We think the next stage may have to be assisted living, if not straight-out care in a home. I hate the idea of doing that; especially with the reports of abuses and neglect we've seen recently. but I don't want her falling and killing herself all on her own either.
None of us have a house without stairs, which she can't manage, and we don't have the money to move. BB has small children and he and Sis in Law work. Spouse works and I'm at home but physically I'm next to useless. I can drive her places - as long as my arthritis doesn't make it impossible. I can check up on her - as long as the asthma is under control. I'm pretty good at forms and letters and official documents, but if she falls over, or even is just having a bad day and can't get off the sofa, I can't lift her, raise her at all.And more than once she's fallen on me, so that I ended up more damaged than she did.

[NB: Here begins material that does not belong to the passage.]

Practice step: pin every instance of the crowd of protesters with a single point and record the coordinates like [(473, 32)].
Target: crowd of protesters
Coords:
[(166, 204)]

The scary thing is how easily she forgets things. She forgets that the reason she forgets is the series of mini-strokes. She forgets who spoke to her on the phone, and what they wanted. She can't remember what she's agreed to, and will happily allow herself to be persuaded of anything by someone with enough confidence - or fraudulent intent. There are days when she is bright and happy and can chat away nicely. She's still a lot slower and often loses track of her thoughts but she's generally ok. And then there are days when she cannot make the connection from the words the woman at the checkout say, to the purse in her hand, to the notes she pulls out. she, who was always so on-the-ball with money, sometimes can't identify a ten pound note. We have found her v. upset by a demand for money from, say, the gas company, but when we look it's not a demand, it's a refund and it's dated a year ago. I could go on but it's clear, I think, that she needs help. We can pop in and out as often as we can, and that is quite often all things considered, but she can fall in the blink of an eye, from a safe standing po9ition, and still hit her head or break her neck, or her arm. She has now fallen so badly, and so often on her right arm that it doesn't work any more. She cannot lift it at all, it's painful, and dreadfully difficult to dress/undress or get up and down out of beds and chairs.
I know there are thousands of families going through this at any one time. Hundreds of thousands probably, yet no one really talks about it when it happens. You don't get details and have no idea what to expect. So I'm trying to put down as much as I can here, in the hope that someone else will find it useful. Even if it's only to say - oh that happens to other people too.